Postural hypotension, a fall of more than 20 mmHg in systolic blood pressure on standing, may lead to syncope or presyncope. It can be caused by hypovolaemia, drugs ( Box 4.7 ) or autonomic neuropathy and is common in the elderly, affecting up to one-third of individuals over 65 years.


In simple faint and other forms of reflex syncope or presyncope, abnormal autonomic reflexes produce a sudden slow heart rate (bradycardia) and/or vasodilatation. These may be triggered in healthy people forced to stand for a long time in a warm environment or subject to painful or emotional stimuli, such as the sight of blood. There is typically a prodrome of lightheadedness, tinnitus, nausea, sweating and facial pallor, and a darkening of vision from the periphery as the retinal blood supply (the most oxygen-sensitive part of the nervous system) is reduced. The person then slides to the floor, losing consciousness. When laid flat to aid cerebral circulation the individual wakes up, often flushing from vasodilatation and nauseated or even vomiting due to vagal overactivity. If the person is held upright by misguided bystanders, continued cerebral hypoperfusion delays recovery and may lead to a seizure and a mistaken diagnosis of epilepsy. In patients with hypersensitive carotid sinus syndrome, pressure over the carotid sinus may lead to reflex bradycardia and syncope.

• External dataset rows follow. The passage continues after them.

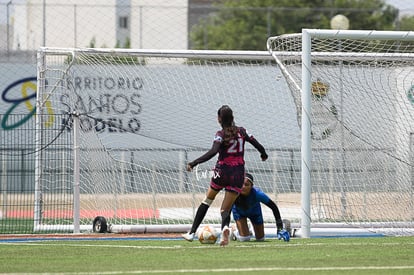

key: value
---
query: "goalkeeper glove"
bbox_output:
[277,229,290,242]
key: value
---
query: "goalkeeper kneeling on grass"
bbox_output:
[231,173,290,242]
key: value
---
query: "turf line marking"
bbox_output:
[3,266,414,275]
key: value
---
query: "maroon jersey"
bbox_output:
[189,127,267,193]
[214,127,247,166]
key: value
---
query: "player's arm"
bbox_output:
[244,130,268,161]
[187,141,221,171]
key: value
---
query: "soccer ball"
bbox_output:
[197,225,217,244]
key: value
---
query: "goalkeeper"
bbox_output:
[231,173,290,242]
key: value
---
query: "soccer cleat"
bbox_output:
[220,225,230,246]
[277,229,290,242]
[230,224,239,241]
[181,232,194,242]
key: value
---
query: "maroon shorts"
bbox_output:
[210,165,244,194]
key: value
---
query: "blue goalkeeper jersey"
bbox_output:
[232,186,270,221]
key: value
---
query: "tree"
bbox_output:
[190,0,398,50]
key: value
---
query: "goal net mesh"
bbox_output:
[34,43,414,235]
[36,49,300,232]
[268,31,414,235]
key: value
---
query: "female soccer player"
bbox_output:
[231,173,289,242]
[182,105,268,246]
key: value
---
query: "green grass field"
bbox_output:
[0,237,414,274]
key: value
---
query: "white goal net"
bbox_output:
[268,30,414,235]
[33,41,414,237]
[34,48,300,235]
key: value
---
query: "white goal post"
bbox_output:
[267,29,414,237]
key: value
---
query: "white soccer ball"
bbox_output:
[197,225,218,244]
[331,14,349,30]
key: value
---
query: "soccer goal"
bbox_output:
[33,48,300,233]
[267,29,414,237]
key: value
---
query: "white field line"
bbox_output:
[2,265,414,275]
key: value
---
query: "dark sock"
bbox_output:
[221,211,230,230]
[190,203,210,234]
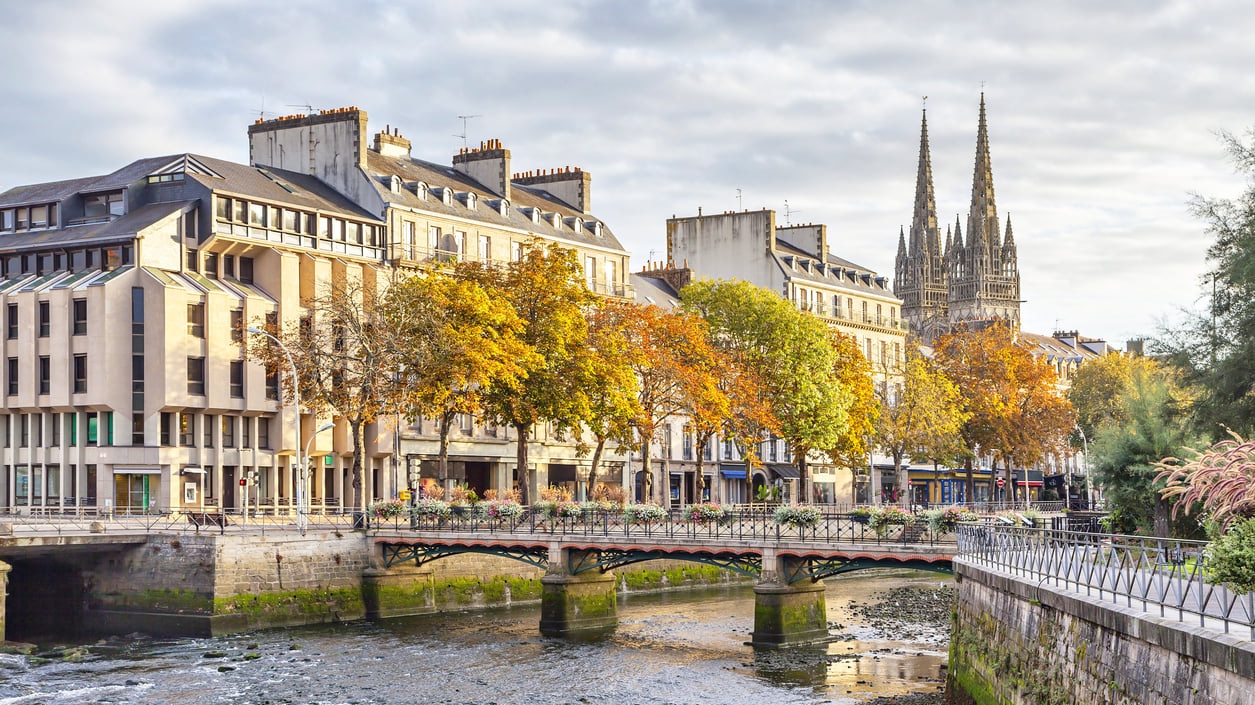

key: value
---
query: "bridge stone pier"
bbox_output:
[749,547,828,649]
[541,543,619,637]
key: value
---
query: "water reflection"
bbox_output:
[0,572,945,705]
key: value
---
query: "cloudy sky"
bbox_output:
[0,0,1255,342]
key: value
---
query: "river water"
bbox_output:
[0,571,949,705]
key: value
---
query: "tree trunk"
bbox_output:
[515,424,532,507]
[640,434,654,504]
[435,411,453,499]
[693,453,705,504]
[585,438,606,501]
[349,416,365,512]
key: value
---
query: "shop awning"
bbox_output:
[767,463,802,479]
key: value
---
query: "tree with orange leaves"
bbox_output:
[936,322,1074,498]
[621,305,722,506]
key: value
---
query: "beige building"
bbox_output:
[662,209,907,503]
[0,108,630,513]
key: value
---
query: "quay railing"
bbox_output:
[955,523,1255,640]
[370,506,954,546]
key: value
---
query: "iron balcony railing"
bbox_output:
[956,524,1255,640]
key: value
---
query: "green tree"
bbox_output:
[1091,363,1194,537]
[876,349,968,507]
[584,301,640,497]
[1153,129,1255,440]
[248,280,407,511]
[476,241,596,504]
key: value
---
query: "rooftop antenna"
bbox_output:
[784,198,802,227]
[453,115,483,148]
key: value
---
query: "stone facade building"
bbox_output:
[894,94,1020,342]
[0,108,630,512]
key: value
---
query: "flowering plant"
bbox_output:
[370,498,405,519]
[476,499,523,521]
[414,497,451,519]
[689,504,728,526]
[624,504,666,524]
[772,506,823,528]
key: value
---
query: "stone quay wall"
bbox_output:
[83,532,742,636]
[946,559,1255,705]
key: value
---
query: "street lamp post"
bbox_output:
[304,424,335,536]
[248,326,305,533]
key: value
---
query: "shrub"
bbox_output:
[772,504,823,528]
[476,490,523,521]
[414,497,451,519]
[1207,519,1255,595]
[689,504,728,526]
[624,504,666,524]
[370,499,405,519]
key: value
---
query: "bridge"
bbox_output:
[371,507,955,647]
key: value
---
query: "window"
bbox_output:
[74,299,87,335]
[187,358,205,395]
[187,302,205,337]
[178,411,196,447]
[231,360,243,399]
[74,353,87,394]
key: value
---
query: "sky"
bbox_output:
[0,0,1255,345]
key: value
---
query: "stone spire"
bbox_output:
[910,110,940,256]
[968,92,999,258]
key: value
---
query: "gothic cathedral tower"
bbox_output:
[894,93,1020,344]
[894,110,949,341]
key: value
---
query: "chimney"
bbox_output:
[515,167,592,215]
[374,125,410,159]
[453,139,510,201]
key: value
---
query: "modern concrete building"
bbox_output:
[0,108,630,512]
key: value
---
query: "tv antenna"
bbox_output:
[784,198,802,226]
[453,115,483,147]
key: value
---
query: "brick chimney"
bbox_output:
[515,167,592,213]
[374,125,410,159]
[453,139,510,199]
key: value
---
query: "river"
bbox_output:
[0,571,950,705]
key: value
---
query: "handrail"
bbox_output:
[956,524,1255,641]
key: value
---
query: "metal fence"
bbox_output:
[956,524,1255,640]
[370,506,954,546]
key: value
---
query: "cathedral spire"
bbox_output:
[910,109,939,256]
[968,92,999,257]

Arrhythmias can cause syncope or presyncope. The most common cause is bradyarrhythmia caused by sinoatrial disease or atrioventricular block: Stokes–Adams attacks. Rate-limiting drugs are a common cause of bradyarrhythmia. Supraventricular tachyarrhythmias, like atrial fibrillation, rarely cause syncope whereas ventricular tachycardia often causes syncope or presyncope, especially in patients with impaired left ventricular function.


Mechanical obstruction to left ventricular outflow, including severe aortic stenosis and hypertrophic cardiomyopathy, can cause syncope or presyncope, especially on exertion, when cardiac output cannot meet the increased metabolic demand. Massive pulmonary embolism can lead to syncope by obstructing outflow from the right ventricle; associated features are usually apparent and include acute dyspnoea, chest pain and hypoxia. Cardiac tumours, such as atrial myxoma, and thrombosis or failure of prosthetic heart valves are rare causes of syncope.


Oedema


Excess fluid in the interstitial space causes oedema (tissue swelling). It is usually gravity-dependent and so is seen especially around the ankles, or over the sacrum in patients lying in bed. Unilateral lower limb oedema may occur in deep vein thrombosis ( p. 70 ). Heart failure is a common cause of bilateral lower limb oedema but other causes include chronic venous disease, vasodilating calcium channel antagonists (such as amlodipine) and hypoalbuminaemia. An elevated jugular venous pressure strongly suggests a cardiogenic cause of oedema. Enquire about other symptoms of fluid overload, including dyspnoea, orthopnoea and abdominal distension.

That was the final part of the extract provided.